THE COMFORT OF STRANGERS

by Ian McEwan

Pub Date: June 1st, 1981
ISBN: 0679749845
Publisher: Simon & Schuster

The Ian McEwan paradox continues. As before (The Cement Garden, In Between the Sheets), he writes some of the cleanest, most sparely seductive narration this side of Graham Greene. Also as before, what his page-by-page craft sweeps you along to is a virtual dead end: a kinky, symbolic sexual situation which is neither effective as storytelling nor freshly resonant as metaphor. Here he follows an unmarried English couple, Colin and Mary, on vacation in an unnamed, Venice-like city.

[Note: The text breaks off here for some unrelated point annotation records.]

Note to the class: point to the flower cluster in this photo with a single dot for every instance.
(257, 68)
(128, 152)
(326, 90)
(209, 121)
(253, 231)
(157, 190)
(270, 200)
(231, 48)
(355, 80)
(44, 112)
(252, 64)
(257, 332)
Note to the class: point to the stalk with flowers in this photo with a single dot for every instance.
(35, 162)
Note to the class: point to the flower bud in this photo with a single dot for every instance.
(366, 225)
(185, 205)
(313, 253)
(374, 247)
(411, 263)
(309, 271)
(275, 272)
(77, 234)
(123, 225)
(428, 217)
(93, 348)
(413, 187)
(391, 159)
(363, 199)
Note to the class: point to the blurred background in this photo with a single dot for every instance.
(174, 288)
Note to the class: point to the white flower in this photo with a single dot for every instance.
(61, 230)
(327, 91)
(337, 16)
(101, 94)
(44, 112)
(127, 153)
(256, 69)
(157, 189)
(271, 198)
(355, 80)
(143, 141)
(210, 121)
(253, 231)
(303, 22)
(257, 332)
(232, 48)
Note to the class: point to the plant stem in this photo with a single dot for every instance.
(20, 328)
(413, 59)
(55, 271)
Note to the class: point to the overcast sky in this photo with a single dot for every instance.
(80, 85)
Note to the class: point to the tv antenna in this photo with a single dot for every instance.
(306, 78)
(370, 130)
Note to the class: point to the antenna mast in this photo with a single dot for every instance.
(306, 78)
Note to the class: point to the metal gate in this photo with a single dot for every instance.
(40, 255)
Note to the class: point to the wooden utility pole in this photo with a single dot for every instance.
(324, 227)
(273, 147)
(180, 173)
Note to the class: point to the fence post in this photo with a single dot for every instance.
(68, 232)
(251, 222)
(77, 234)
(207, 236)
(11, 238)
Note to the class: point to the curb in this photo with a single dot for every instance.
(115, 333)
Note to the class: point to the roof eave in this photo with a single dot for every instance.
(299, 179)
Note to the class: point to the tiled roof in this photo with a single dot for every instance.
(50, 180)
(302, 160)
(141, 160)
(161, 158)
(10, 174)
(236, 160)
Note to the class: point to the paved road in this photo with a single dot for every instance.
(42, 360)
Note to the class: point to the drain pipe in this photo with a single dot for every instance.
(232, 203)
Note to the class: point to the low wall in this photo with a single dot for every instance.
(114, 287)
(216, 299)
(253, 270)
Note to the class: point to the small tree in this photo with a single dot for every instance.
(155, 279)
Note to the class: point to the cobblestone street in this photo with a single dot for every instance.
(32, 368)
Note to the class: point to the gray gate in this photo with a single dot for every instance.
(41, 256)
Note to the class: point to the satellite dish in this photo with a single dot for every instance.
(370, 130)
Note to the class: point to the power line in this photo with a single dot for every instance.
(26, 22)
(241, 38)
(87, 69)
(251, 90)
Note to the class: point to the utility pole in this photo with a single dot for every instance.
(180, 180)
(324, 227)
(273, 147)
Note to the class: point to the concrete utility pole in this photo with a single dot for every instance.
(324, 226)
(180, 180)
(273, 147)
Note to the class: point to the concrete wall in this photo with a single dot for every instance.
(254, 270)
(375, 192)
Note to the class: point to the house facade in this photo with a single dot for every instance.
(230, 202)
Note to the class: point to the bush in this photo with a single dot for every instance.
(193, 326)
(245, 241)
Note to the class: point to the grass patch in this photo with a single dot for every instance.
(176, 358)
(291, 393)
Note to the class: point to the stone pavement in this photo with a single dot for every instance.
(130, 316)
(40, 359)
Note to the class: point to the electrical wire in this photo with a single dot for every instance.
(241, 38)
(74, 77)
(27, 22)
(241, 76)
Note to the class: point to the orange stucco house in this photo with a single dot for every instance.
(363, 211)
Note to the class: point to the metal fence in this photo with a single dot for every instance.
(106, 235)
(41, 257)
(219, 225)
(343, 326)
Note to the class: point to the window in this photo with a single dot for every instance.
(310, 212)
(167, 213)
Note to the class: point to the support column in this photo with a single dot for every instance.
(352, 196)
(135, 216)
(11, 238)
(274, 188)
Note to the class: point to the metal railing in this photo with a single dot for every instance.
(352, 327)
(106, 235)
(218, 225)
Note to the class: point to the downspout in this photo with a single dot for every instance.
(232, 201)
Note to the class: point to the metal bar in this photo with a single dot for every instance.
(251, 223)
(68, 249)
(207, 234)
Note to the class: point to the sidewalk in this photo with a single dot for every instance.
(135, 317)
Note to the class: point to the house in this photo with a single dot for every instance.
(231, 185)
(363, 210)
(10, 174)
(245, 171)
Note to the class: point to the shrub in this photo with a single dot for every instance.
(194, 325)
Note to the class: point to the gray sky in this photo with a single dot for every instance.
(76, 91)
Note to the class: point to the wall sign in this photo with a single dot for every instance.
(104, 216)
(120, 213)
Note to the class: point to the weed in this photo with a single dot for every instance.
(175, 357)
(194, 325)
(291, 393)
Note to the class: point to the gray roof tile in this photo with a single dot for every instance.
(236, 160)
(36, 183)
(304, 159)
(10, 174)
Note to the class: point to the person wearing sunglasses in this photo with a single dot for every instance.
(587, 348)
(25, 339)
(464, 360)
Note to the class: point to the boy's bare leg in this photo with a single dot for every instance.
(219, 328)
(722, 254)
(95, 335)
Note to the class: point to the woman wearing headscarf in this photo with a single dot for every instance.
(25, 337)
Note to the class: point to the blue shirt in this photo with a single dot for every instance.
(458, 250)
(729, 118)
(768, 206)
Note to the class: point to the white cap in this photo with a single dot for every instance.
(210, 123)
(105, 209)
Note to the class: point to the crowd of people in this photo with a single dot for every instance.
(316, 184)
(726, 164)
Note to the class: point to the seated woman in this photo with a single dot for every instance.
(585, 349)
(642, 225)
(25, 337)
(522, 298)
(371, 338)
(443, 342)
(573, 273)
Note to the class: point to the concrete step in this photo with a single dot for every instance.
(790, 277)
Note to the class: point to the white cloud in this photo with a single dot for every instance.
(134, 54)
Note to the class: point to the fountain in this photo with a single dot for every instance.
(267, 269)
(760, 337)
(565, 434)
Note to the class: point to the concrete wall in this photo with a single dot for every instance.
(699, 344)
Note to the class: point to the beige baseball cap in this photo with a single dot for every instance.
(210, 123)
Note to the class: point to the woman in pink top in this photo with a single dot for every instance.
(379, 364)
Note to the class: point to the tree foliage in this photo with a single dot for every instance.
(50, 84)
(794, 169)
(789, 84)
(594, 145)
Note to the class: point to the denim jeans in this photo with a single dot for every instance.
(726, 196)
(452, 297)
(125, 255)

They are beautiful, bright, liberated, a bit androgynous, and having a mostly miserable time. Then, one night, wandering the streets in search of a restaurant, they meet Robert—a wealthy native (though London-bred) who squires them about, regales them with tales of his childhood (strict training in old-fashioned European sex roles), and spirits them off to his splendid villa. . . where his demure, smiling Canadian wife Adrienne seems to be in constant pain, perhaps a prisoner. Other oddnesses accumulate as well: Robert, who seems at least latently homosexual, punches Colin in the stomach after delivering a tirade on the misery caused by today's sex-role confusion; Mary sees a secretly-snapped photo of Colin on Robert's wall. But the lovers continue—with exasperating passivity (or have they been drugged?)—to hang around with these weirdos. . . until it's too late: Adrienne confesses her sadomasochistic conjugal life (Robert even broke her back); Colin becomes the sex/death sacrifice of the odd couple; and Mary is left to announce McEwan's theme—"how the imagination, the sexual imagination, men's ancient dreams of hurting, and women's of being hurt, embodied and declared a powerful single organizing principle, which distorted all relations, all truth." Plausible psycho-sociology, perhaps—but a thunderingly clunky ending to a novella whose first half promises important fiction. So, once again, McEwan seems to be a huge talent constricted by the need to preach, philosophize, or work out private obsessions; and one can only hope that writing beguiling but disappointing essay-stories like this one will free him to write more wide-ranging, full-visioned fiction in the future.